“I…” I started, about to apologize, trying to find the right words if she was upset with me for trying after telling Xavi it was over?—
Her hands moved up my chest, over my shoulders, and then her whole weight was on me again as she surged up and kissed me like the last month and a half hadn’t happened, like nothing had changed.
I wrapped my arms around her tight, one hand buried in her hair as her mouth opened to me with a low, breathy sound that made my head spin. God, I missed this. Missed her.
But even as she kissed me deeper, even as my fingers dug into her back like I couldn’t stand the thought of letting her go, a pressure built in my chest. It pushed, clawed, needing to get out. I knew what it was, knew it too well.
Tell her. Just say it.
I tried to swallow it down. We weren’t there, we hadn’t been together long, even if you included the last month and a half. But it didn’t matter. It was already true.
I broke the kiss, my breathing ragged, my forehead to hers. “I’m sorry,” I said first, knowing she wouldn’t understand why I was saying it but needing to put it before anything else, needing her to know that I didn’t want to scare her off with this but I needed to say it. “I love you.”
She froze. Her lashes fluttered, her lips parted. “What?”
“I love you,” I said again, my voice a little firmer. “I know that’s insane. I do. I wanted to wait to say it, wanted to make sure it wasn’t just the way you laugh or the way you look in my clothes at midnight in a hotel room or the way you tease the shit out of Colton with me and Xavi. I wanted to make sure it wasn’t just how much I missed you. But it’s not any one thing, darling, it’s you. It’s all of you.”
Her eyes watered again, but not with panic this time — it was something else. Something so intense it almost undid me.
“Cole,” she whispered, a thousand words hidden in just my name alone. “That’s really fast.”
“I don’t care,” I murmured. “I’ve done the long thing. I’ve done the ‘wait until it’s safe’ thing. I was married for five fucking years, Annie, and I didn’t feel half of this. I’m old enough to know when it’s real, and this? You? You’re it.”
She leaned forward, her breath catching as she rested her forehead against my collarbone, relaxing into me like the weight of it all had finally shifted off her shoulders a bit.
“You don’t have to say it back,” I said softly. “Just come home with me. Please.”
“What if they’re not happy?” she whispered.
“They will be. I promise you.”
“I might throw up in your car,” she added. “I’ve got really bad nausea, like, all the time.”
“Oh, no, what a terrible shame that plastic bags haven’t been invented yet,” I teased, pressing a kiss to the top of her head. “I don’t care, Annie. You clearly need out of this place.”
She nodded into me, and I breathed out a sigh of relief. I held her to me as I slipped my phone from my pocket, typing out the fastest text I could to Colton.
Me: Got her.
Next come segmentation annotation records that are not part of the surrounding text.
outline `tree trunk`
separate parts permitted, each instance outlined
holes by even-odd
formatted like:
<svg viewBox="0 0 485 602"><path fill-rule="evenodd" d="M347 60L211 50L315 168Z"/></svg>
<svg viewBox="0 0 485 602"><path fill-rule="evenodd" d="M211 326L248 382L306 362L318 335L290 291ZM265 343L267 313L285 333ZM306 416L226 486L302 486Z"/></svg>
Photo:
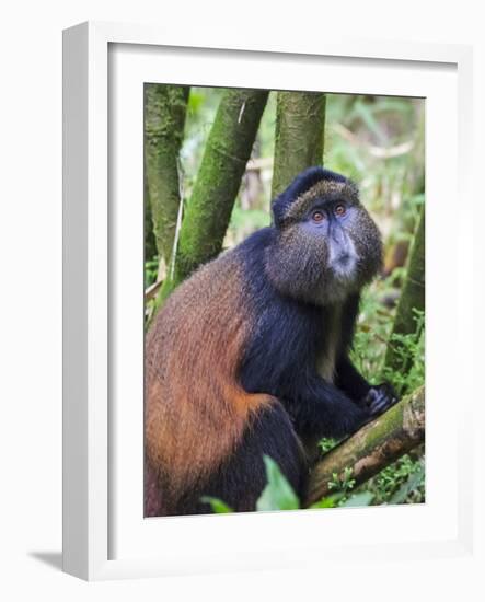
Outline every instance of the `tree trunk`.
<svg viewBox="0 0 485 602"><path fill-rule="evenodd" d="M416 331L415 313L413 310L425 310L425 206L422 208L419 224L414 239L409 257L406 280L397 303L393 331L384 360L384 371L401 371L406 373L409 360L400 354L402 344L392 340L392 335L406 335Z"/></svg>
<svg viewBox="0 0 485 602"><path fill-rule="evenodd" d="M186 207L174 265L169 267L159 304L200 264L221 251L267 96L264 90L224 92Z"/></svg>
<svg viewBox="0 0 485 602"><path fill-rule="evenodd" d="M353 468L356 486L422 444L425 440L425 389L422 386L346 439L314 466L305 506L328 496L333 475Z"/></svg>
<svg viewBox="0 0 485 602"><path fill-rule="evenodd" d="M181 150L189 88L145 85L145 165L157 250L169 263L178 213Z"/></svg>
<svg viewBox="0 0 485 602"><path fill-rule="evenodd" d="M278 92L272 198L296 175L323 163L325 94Z"/></svg>

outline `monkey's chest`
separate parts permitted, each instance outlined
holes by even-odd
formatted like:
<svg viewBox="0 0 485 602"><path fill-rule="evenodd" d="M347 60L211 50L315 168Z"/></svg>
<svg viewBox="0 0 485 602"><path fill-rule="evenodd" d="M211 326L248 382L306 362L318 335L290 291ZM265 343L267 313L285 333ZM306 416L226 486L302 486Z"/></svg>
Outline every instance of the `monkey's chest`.
<svg viewBox="0 0 485 602"><path fill-rule="evenodd" d="M327 382L335 378L338 349L342 339L342 312L339 308L326 309L322 315L321 333L319 336L319 354L316 369Z"/></svg>

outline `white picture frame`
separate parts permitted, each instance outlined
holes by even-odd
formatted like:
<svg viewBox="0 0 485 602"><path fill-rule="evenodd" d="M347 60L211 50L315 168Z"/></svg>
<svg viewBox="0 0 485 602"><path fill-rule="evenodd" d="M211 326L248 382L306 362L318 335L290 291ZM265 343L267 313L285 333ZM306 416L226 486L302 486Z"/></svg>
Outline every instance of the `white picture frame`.
<svg viewBox="0 0 485 602"><path fill-rule="evenodd" d="M142 475L142 328L141 320L136 322L136 316L142 315L137 313L142 312L142 296L138 294L141 280L136 271L141 265L142 227L137 222L140 206L130 201L142 190L142 130L137 113L141 95L137 108L137 97L129 92L134 83L139 92L140 82L157 81L153 69L160 70L160 81L166 83L281 88L278 69L269 68L273 62L290 73L288 89L319 90L308 85L323 65L327 81L335 78L325 89L328 92L425 95L432 108L427 111L429 213L434 198L451 209L457 194L459 199L471 197L466 176L471 164L471 48L332 36L324 42L308 40L305 46L291 42L285 47L238 40L227 44L222 36L208 45L203 32L199 38L181 39L166 32L162 35L157 27L84 23L65 32L63 56L65 571L89 580L186 575L317 566L322 556L325 562L338 562L365 554L369 562L379 562L390 551L404 560L473 559L473 483L471 463L465 461L473 443L471 381L460 383L460 407L452 404L457 374L466 371L459 348L470 345L469 329L460 328L457 320L448 335L452 349L447 357L439 349L443 321L450 315L471 317L463 317L464 293L439 302L444 286L439 269L428 273L427 280L428 306L434 311L427 323L430 501L423 508L142 519L138 489ZM298 69L291 70L295 65ZM254 72L250 73L250 67ZM346 69L353 70L351 81L345 77ZM446 92L451 94L444 97ZM438 136L446 111L449 131ZM440 148L444 142L449 143L448 153ZM449 152L450 148L457 152ZM440 165L446 169L446 185L438 177ZM128 180L118 181L120 174ZM463 268L457 259L471 251L471 236L458 228L461 233L443 250L443 233L457 227L460 218L451 210L430 217L428 264L439 266L440 261L449 259L448 280L460 291L471 291L473 269ZM123 247L130 251L132 261L123 254ZM119 262L124 262L123 270ZM130 294L130 290L138 292ZM127 301L114 306L122 297ZM127 349L131 355L125 354ZM116 362L118 369L113 367ZM132 370L120 369L127 362ZM463 370L453 377L457 364ZM441 372L450 379L446 387L439 382ZM118 378L130 380L118 382ZM131 398L139 397L139 404L123 394L114 400L114 391L134 392ZM439 428L435 413L438 397ZM451 474L446 487L439 479L440 459ZM324 529L323 543L311 537L319 528ZM261 536L257 542L254 533ZM160 541L163 546L158 549Z"/></svg>

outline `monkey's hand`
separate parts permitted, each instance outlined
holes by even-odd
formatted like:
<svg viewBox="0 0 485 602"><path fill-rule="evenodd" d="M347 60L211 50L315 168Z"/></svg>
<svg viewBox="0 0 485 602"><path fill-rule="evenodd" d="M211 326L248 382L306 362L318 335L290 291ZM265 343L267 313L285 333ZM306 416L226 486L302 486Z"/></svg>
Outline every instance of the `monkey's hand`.
<svg viewBox="0 0 485 602"><path fill-rule="evenodd" d="M362 400L363 407L367 407L369 416L374 418L382 414L391 406L397 403L397 395L393 387L384 382L376 384L369 389L369 392Z"/></svg>

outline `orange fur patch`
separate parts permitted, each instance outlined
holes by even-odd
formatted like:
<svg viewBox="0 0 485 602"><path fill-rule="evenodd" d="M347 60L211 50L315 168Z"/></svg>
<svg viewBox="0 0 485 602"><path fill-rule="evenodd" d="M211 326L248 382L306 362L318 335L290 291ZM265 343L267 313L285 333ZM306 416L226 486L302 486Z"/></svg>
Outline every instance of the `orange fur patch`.
<svg viewBox="0 0 485 602"><path fill-rule="evenodd" d="M232 254L204 266L170 297L146 345L146 451L166 505L203 483L272 397L236 381L251 327Z"/></svg>

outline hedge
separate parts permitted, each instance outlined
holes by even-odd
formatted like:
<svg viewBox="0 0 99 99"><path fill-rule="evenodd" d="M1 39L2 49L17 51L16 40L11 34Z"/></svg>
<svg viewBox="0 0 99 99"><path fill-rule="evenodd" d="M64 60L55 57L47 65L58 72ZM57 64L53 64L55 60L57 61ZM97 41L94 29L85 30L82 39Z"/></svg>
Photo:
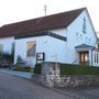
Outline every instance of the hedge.
<svg viewBox="0 0 99 99"><path fill-rule="evenodd" d="M99 75L99 67L61 64L61 75Z"/></svg>

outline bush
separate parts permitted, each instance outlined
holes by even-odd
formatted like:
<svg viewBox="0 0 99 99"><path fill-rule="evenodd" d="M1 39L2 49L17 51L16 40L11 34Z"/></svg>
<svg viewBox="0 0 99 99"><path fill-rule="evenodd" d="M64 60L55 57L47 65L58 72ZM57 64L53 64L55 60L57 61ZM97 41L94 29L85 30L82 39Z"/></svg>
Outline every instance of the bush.
<svg viewBox="0 0 99 99"><path fill-rule="evenodd" d="M41 74L41 69L42 69L42 65L36 64L35 67L34 67L34 74Z"/></svg>
<svg viewBox="0 0 99 99"><path fill-rule="evenodd" d="M61 75L99 75L99 67L61 64Z"/></svg>
<svg viewBox="0 0 99 99"><path fill-rule="evenodd" d="M31 67L22 67L22 66L15 66L13 70L19 70L19 72L31 72Z"/></svg>

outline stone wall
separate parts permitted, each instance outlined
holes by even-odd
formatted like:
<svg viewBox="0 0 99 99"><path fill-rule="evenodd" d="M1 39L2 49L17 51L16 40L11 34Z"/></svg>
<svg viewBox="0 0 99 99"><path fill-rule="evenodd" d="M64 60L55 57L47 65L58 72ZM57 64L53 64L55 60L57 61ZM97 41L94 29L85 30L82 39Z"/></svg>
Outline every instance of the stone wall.
<svg viewBox="0 0 99 99"><path fill-rule="evenodd" d="M33 79L47 87L99 86L99 76L96 75L61 75L57 63L43 63L42 74L33 76Z"/></svg>

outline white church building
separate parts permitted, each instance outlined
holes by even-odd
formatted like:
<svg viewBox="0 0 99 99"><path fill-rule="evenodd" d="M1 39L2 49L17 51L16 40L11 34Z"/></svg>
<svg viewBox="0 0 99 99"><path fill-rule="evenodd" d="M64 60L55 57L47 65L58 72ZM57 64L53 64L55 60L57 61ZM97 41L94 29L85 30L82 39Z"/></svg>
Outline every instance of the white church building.
<svg viewBox="0 0 99 99"><path fill-rule="evenodd" d="M0 50L34 66L42 62L99 66L99 50L86 8L7 24L0 28Z"/></svg>

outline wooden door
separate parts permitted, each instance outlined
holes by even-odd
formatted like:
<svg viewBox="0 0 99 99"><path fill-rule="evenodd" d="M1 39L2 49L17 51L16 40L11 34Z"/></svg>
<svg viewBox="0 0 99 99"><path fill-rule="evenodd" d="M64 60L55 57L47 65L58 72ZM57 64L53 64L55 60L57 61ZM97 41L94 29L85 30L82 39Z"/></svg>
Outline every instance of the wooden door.
<svg viewBox="0 0 99 99"><path fill-rule="evenodd" d="M80 65L88 65L88 52L80 52L79 53L79 64Z"/></svg>

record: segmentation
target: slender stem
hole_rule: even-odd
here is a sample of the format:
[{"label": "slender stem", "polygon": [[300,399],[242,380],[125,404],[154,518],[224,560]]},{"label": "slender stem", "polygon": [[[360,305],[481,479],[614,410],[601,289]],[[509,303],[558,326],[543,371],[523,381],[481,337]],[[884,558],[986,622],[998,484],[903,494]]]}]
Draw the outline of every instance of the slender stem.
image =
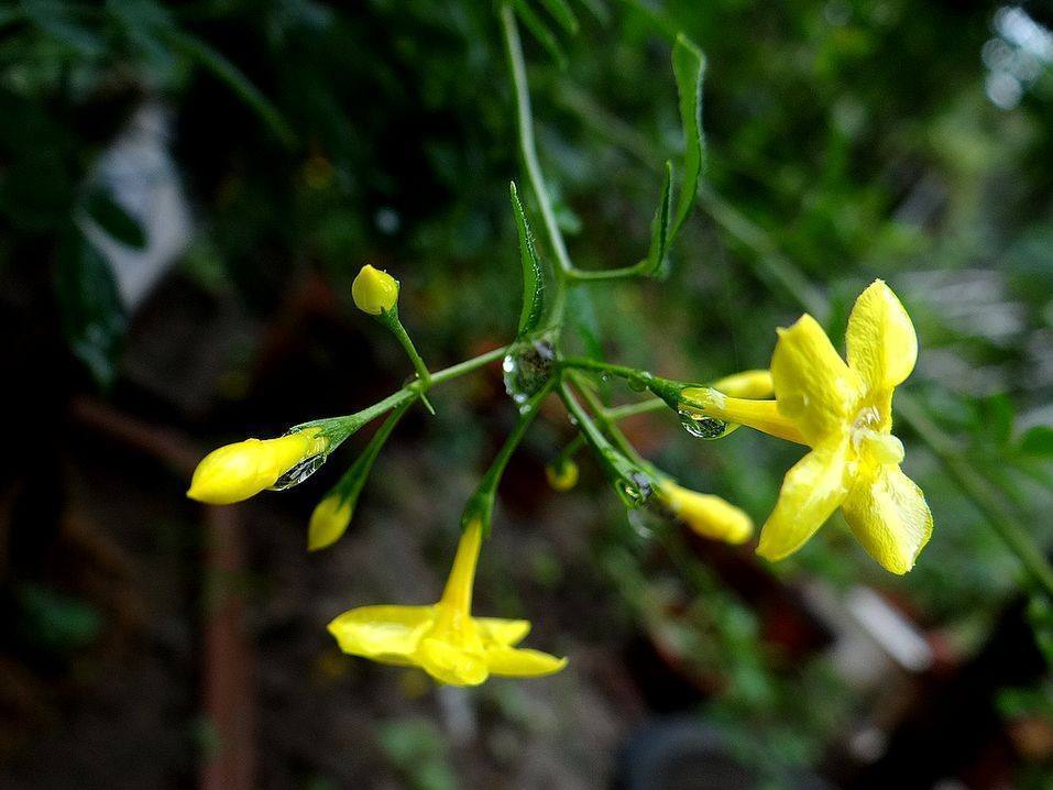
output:
[{"label": "slender stem", "polygon": [[574,384],[574,388],[581,394],[581,397],[584,398],[585,404],[592,410],[593,417],[600,427],[606,431],[606,435],[611,437],[611,441],[621,450],[627,458],[636,461],[639,464],[647,464],[640,454],[636,451],[636,448],[633,447],[633,442],[628,440],[628,437],[622,432],[622,429],[614,424],[613,420],[606,414],[606,407],[600,397],[588,386],[588,382],[584,380],[580,373],[571,373],[571,381]]},{"label": "slender stem", "polygon": [[[413,340],[409,338],[409,332],[406,331],[406,328],[403,326],[403,322],[398,319],[397,310],[392,310],[391,312],[382,312],[381,321],[392,331],[392,334],[398,339],[399,344],[403,347],[403,350],[406,352],[406,355],[409,358],[409,361],[413,363],[414,371],[417,373],[417,378],[427,387],[431,384],[431,371],[428,370],[428,365],[424,363],[424,359],[417,352],[417,348],[413,344]],[[431,405],[431,402],[428,399],[428,396],[420,393],[420,403],[432,415],[435,414],[435,406]]]},{"label": "slender stem", "polygon": [[1035,546],[1028,531],[1009,514],[999,501],[995,489],[973,464],[962,457],[954,442],[944,435],[909,393],[897,393],[897,413],[914,429],[918,437],[935,453],[944,469],[962,492],[986,516],[1034,581],[1053,599],[1053,568]]},{"label": "slender stem", "polygon": [[660,397],[652,397],[647,401],[640,401],[639,403],[630,403],[626,404],[625,406],[616,406],[614,408],[605,409],[604,414],[607,416],[607,419],[617,423],[623,419],[628,419],[629,417],[635,417],[638,414],[663,412],[667,408],[669,408],[669,404],[667,404]]},{"label": "slender stem", "polygon": [[519,40],[519,29],[516,24],[515,12],[509,3],[501,6],[501,26],[505,34],[505,46],[508,52],[508,66],[512,70],[512,84],[516,95],[516,120],[519,127],[519,153],[523,155],[523,162],[526,165],[527,177],[530,179],[530,186],[534,188],[534,195],[537,198],[538,207],[541,211],[541,219],[545,222],[545,230],[548,233],[549,244],[556,254],[561,273],[570,272],[574,265],[570,262],[570,255],[567,253],[567,244],[563,242],[563,234],[556,221],[556,212],[552,210],[552,199],[548,194],[548,187],[545,185],[545,175],[541,173],[541,165],[537,157],[537,143],[534,139],[534,117],[530,110],[530,90],[526,77],[526,62],[523,58],[523,43]]}]

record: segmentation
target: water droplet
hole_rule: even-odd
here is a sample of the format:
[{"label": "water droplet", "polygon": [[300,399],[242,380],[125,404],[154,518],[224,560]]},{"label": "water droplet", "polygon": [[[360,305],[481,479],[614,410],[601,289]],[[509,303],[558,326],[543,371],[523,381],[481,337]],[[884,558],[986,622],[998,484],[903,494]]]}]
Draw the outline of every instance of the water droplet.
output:
[{"label": "water droplet", "polygon": [[680,409],[680,425],[695,439],[722,439],[738,426],[690,409]]},{"label": "water droplet", "polygon": [[547,340],[516,344],[501,363],[505,392],[519,405],[541,389],[552,374],[556,351]]},{"label": "water droplet", "polygon": [[310,475],[321,469],[321,464],[326,462],[327,458],[329,458],[329,456],[325,452],[319,452],[317,456],[305,458],[281,478],[275,480],[274,485],[271,486],[271,491],[285,491],[286,489],[292,489],[294,485],[299,485]]}]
Coming home. Make sure Xavi is sober ASAP.
Chapter30
Annie
The city passed in streaks of gold and white and red through the passenger window of Cole’s Escalade. Rain threatened above the skyline as the sun started to set to the west, clouds hanging heavy, waiting — like the sky knew something was about to break and was just holding its breath.
I felt the same way.
Cole hadn’t said much since we’d pulled out of my complex, his left hand loose on the steering wheel and his right resting on the center console between us like he was waiting for me to need it. I hadn’t taken it yet. I barely knew what to do with my hands other than clutch the Publix plastic bag between my fingers.
My duffel bag was at my feet, hastily packed. Colton’s shirt, a handful of my own, a couple of pairs of leggings and underwear, two bras, socks, a toothbrush, cables, and some of my notebooks. My guitar was in the back, along with a handful of random equipment Cole grabbed. He’d gotten me out of there as quickly as possible, muttering something about not wanting me to stay in the mess I’d created for a second longer than I needed to.
I didn’t know what I was doing. I didn’t know if I was running away from my problems or crawling back into them. Maybe both.
The house wasn’t far now, and my stomach turned with every streetlight we passed, threatening to make me lift the plastic bag to my head. But I held out.
I didn’t know what I was going to say to Colton or Xavi. I didn’t know how I was going to explain the pregnancy, or why I’d suddenly changed my mind. But more importantly, I didn’t know what I was going to do when this baby showed up and I had no money, no promising start in music, and no space for a dream left.
I bit the inside of my cheek hard, trying to let it ground me and take my mind off my spinning thoughts. It didn’t matter — my trust fund was already basically gone in every way that mattered. Dad had made that clear. Even avoiding the guys, Dad still hadn’t let me access it, telling me I needed to get back with Elliot. I’d chosen the wrong side of Dad’s version of how my life should be even before the last few weeks.